ATLANTA — Another metro Atlanta company has been accused of - and fined for - spewing the cancer-causing gas ethylene oxide into the air.

Sterilization Services of Georgia is located just off of Fulton Industrial Boulevard outside of Atlanta. It's being fined $3,000 a day so far in January until the company installs new filters to limit emissions of ethylene oxide.

The company received a consent order from the Georgia Environmental Protection Division on Tuesday that suggested the company had violated its permit by "failing to ensure ethylene oxide emissions reduction of at least 99%."

Under the Air Quality Act, the company will be fined until new dry bed reactors are installed - or until the end of January.  The company will have to submit paperwork proving the items are installed and will then have an additional time frame to submit test data that shows "the back vent controls are reducing back vent ethylene oxide emissions by at least 99%."

If the company doesn't meet its deadlines, it will be forced to reduce use of ethylene oxide overall by about 25 percent. And if delays continue in the installation, the company could be forced to stop using the gas entirely.
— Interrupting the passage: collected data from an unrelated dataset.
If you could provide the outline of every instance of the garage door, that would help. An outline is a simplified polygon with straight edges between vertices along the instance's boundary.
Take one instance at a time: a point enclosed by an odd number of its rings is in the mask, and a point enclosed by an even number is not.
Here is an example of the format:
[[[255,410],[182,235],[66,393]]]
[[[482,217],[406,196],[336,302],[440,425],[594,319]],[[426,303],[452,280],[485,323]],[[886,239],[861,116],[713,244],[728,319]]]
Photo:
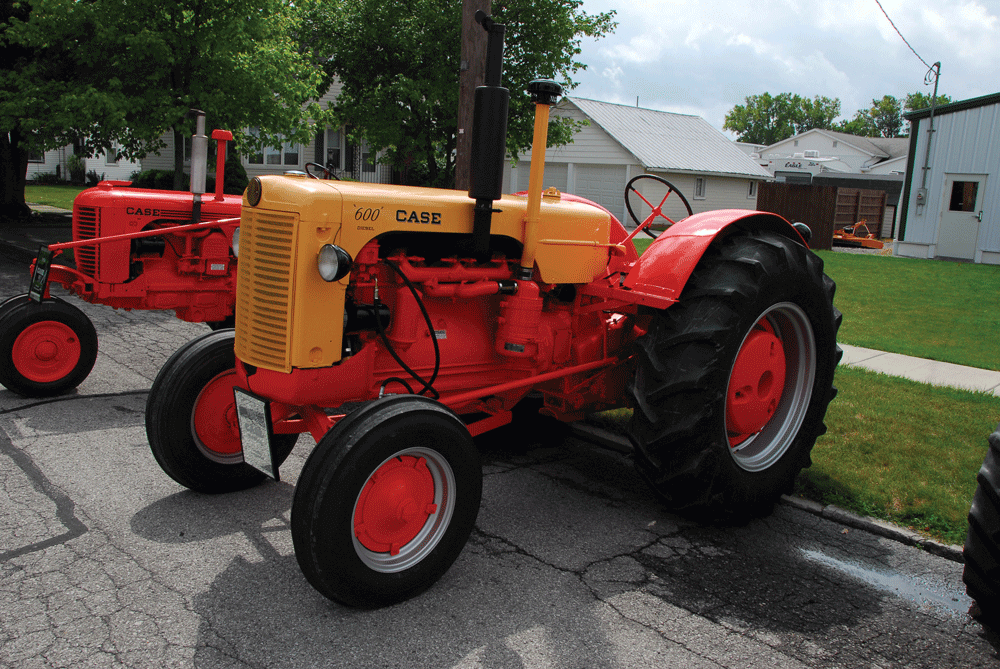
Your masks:
[[[624,165],[577,165],[576,193],[621,217],[625,194]]]
[[[566,179],[569,174],[569,166],[566,163],[546,163],[545,178],[542,180],[542,188],[555,186],[560,192],[566,192]],[[517,164],[517,188],[515,192],[528,190],[528,180],[531,178],[531,163],[522,160]]]

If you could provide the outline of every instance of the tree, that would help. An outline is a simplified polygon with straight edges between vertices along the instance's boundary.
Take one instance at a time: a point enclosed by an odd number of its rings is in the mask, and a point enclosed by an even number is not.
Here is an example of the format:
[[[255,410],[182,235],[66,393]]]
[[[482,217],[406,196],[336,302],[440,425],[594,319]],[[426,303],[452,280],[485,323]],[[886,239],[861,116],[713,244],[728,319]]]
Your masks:
[[[737,141],[770,145],[813,128],[831,128],[840,114],[840,100],[803,98],[792,93],[749,95],[745,104],[726,114],[723,130],[732,130]]]
[[[878,131],[875,129],[875,120],[872,118],[870,109],[859,109],[854,113],[854,118],[850,121],[841,121],[833,127],[838,132],[858,137],[877,137]]]
[[[493,3],[493,18],[507,26],[503,85],[511,92],[507,148],[531,145],[531,105],[524,92],[532,79],[575,84],[571,75],[581,36],[599,38],[614,29],[614,12],[589,15],[581,0],[509,0]],[[345,0],[317,21],[328,36],[327,74],[343,89],[338,120],[356,139],[407,174],[410,183],[450,186],[458,133],[461,3],[414,0],[405,9],[385,0]],[[320,23],[317,23],[319,26]],[[553,119],[549,144],[566,143],[575,129]]]
[[[946,105],[951,102],[951,98],[947,95],[938,95],[934,104],[938,107],[941,105]],[[918,109],[930,109],[931,107],[931,96],[926,93],[921,93],[917,91],[916,93],[907,93],[906,102],[903,103],[903,109],[906,111],[917,111]]]
[[[305,141],[309,119],[326,117],[308,103],[322,70],[295,40],[310,1],[32,0],[30,12],[7,2],[0,134],[9,148],[0,158],[20,183],[5,198],[24,212],[29,150],[74,143],[89,156],[119,145],[135,159],[163,148],[167,130],[180,188],[191,108],[232,130],[242,151]]]

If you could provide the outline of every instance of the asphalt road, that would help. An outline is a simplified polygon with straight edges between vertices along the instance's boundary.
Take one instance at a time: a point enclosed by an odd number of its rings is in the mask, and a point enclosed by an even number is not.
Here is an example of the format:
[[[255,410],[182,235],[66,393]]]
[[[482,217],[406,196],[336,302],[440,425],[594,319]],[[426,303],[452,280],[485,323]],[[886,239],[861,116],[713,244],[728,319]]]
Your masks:
[[[0,297],[25,283],[0,258]],[[666,512],[627,455],[558,431],[481,438],[483,504],[451,570],[404,604],[343,608],[292,551],[311,440],[281,483],[181,488],[149,452],[143,409],[205,326],[81,308],[100,355],[78,391],[0,389],[2,666],[997,665],[961,565],[790,506],[699,525]]]

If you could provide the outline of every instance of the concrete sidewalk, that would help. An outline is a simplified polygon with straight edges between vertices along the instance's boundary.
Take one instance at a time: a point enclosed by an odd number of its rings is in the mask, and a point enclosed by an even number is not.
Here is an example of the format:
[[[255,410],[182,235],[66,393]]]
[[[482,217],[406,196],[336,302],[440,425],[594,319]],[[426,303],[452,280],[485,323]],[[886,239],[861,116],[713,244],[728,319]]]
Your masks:
[[[963,390],[981,390],[1000,397],[1000,372],[978,367],[965,367],[950,362],[914,358],[899,353],[886,353],[860,346],[841,344],[844,357],[840,364],[862,367],[889,376],[912,379],[932,386],[950,386]]]

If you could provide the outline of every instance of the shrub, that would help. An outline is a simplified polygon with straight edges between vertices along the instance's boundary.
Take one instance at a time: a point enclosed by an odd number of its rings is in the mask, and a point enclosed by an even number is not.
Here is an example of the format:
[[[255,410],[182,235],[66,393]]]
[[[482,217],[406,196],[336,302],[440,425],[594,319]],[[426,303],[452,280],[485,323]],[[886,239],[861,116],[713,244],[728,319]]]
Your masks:
[[[104,181],[105,172],[101,172],[100,176],[97,175],[96,170],[90,170],[87,172],[87,185],[96,186],[100,182]]]
[[[63,180],[55,172],[40,172],[31,177],[31,182],[41,186],[53,186],[61,184]]]
[[[229,153],[226,158],[226,181],[222,185],[222,192],[230,195],[242,195],[246,190],[250,179],[247,178],[247,171],[240,162],[240,157],[235,151]],[[214,190],[214,186],[212,190]]]
[[[87,163],[84,162],[83,158],[74,153],[66,159],[66,169],[69,171],[70,183],[83,184],[87,170]]]
[[[173,190],[173,170],[143,170],[133,172],[129,177],[134,188],[152,188],[155,190]]]

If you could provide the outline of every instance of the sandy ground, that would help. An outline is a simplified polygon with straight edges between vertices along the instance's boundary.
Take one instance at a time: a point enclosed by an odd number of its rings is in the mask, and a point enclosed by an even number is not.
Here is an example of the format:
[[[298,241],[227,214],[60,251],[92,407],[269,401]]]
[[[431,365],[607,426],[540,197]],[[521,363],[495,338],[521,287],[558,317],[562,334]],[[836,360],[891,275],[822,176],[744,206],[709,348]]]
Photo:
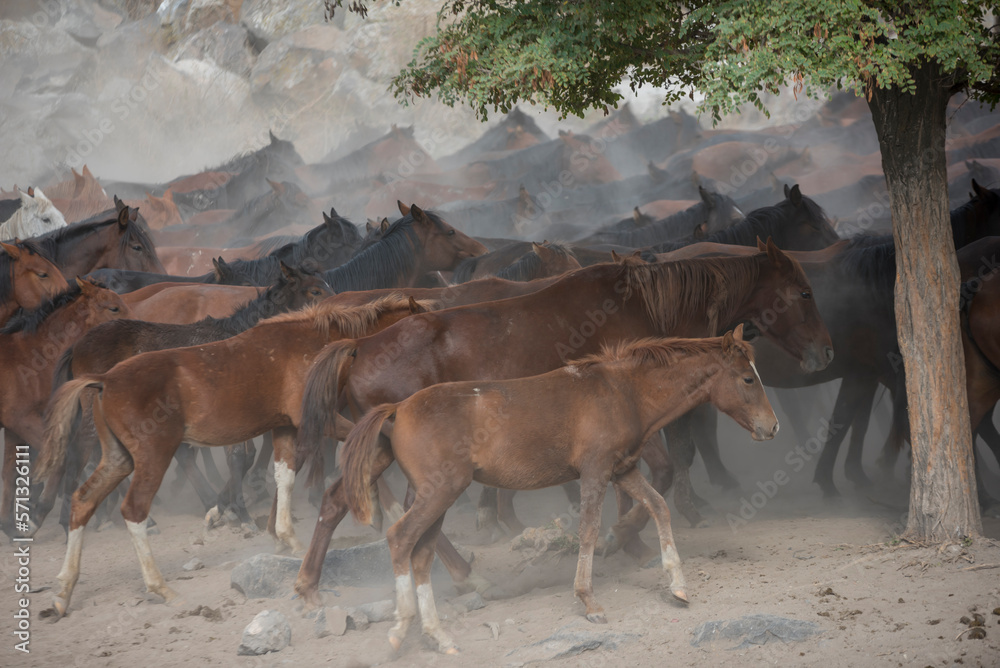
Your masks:
[[[1000,606],[1000,568],[972,570],[1000,565],[1000,520],[985,518],[987,538],[969,545],[942,550],[899,543],[893,538],[906,505],[904,490],[880,486],[856,492],[838,478],[845,495],[830,503],[811,484],[808,467],[790,472],[790,482],[773,498],[745,524],[731,527],[727,514],[739,513],[742,501],[757,491],[756,481],[773,474],[790,443],[779,437],[773,444],[744,446],[740,441],[738,447],[758,448],[741,450],[752,457],[739,467],[732,451],[723,453],[743,481],[743,491],[718,492],[709,486],[702,469],[693,471],[695,489],[711,504],[706,513],[711,526],[690,528],[674,514],[674,534],[689,582],[688,606],[664,596],[666,583],[658,569],[640,568],[620,553],[598,557],[595,593],[606,609],[608,624],[591,625],[572,592],[575,554],[527,564],[527,555],[511,551],[508,540],[483,544],[488,538],[475,530],[474,513],[453,509],[446,531],[474,551],[479,574],[502,585],[530,581],[537,586],[521,596],[491,600],[485,608],[457,614],[445,605],[456,595],[455,588],[446,577],[437,578],[439,606],[449,613],[445,626],[462,650],[457,657],[435,653],[420,638],[419,627],[411,629],[401,652],[393,654],[386,641],[389,622],[351,630],[342,637],[316,638],[313,621],[303,618],[299,601],[247,600],[230,588],[233,566],[253,554],[272,552],[271,539],[222,528],[197,544],[198,508],[191,502],[193,495],[184,491],[169,507],[164,502],[154,506],[162,533],[152,539],[160,568],[182,595],[182,604],[167,606],[147,598],[121,525],[101,532],[88,529],[71,613],[55,624],[39,619],[52,592],[32,594],[31,653],[14,651],[15,641],[5,629],[0,666],[505,666],[517,660],[508,653],[567,625],[633,635],[614,649],[557,659],[550,662],[553,665],[1000,665],[1000,616],[992,613]],[[164,490],[172,479],[173,473],[168,473]],[[478,486],[471,491],[477,494]],[[605,525],[613,518],[610,497]],[[516,505],[529,525],[544,524],[568,509],[559,489],[520,494]],[[266,504],[258,504],[253,512],[259,515],[265,510]],[[295,512],[299,535],[307,540],[316,512],[301,489],[296,492]],[[643,537],[656,544],[652,523]],[[333,546],[374,538],[372,529],[347,520]],[[4,584],[0,597],[0,624],[11,627],[13,548],[5,544],[3,551],[3,580],[10,584]],[[46,524],[33,544],[33,587],[55,584],[63,552],[61,528],[54,522]],[[195,556],[206,567],[185,572],[182,565]],[[391,598],[392,576],[387,572],[369,587],[339,587],[324,596],[328,605],[341,607]],[[199,605],[219,610],[221,620],[184,615]],[[265,609],[288,616],[291,645],[262,657],[238,656],[243,628]],[[987,637],[957,639],[966,629],[959,619],[972,610],[985,614]],[[774,641],[739,650],[731,649],[736,642],[726,640],[700,647],[690,644],[692,630],[702,622],[753,613],[815,622],[822,633],[802,642]],[[498,638],[490,623],[497,625]]]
The medical device sterilization company is the third in the Atlanta area found to be leaking the gas in the last year. Others including Sterigenics outside of Smyrna and BD in Covington.

Elevated levels of the gas, also known as EO, have been found in all of the communities near the plants. 

The latest Atlanta plant is also one of three operated by its parent company, Sterilization Services, which the company says was founded in 1976. The other two are located in Memphis, Tennessee and Richmond, Virginia - where the company is also headquartered.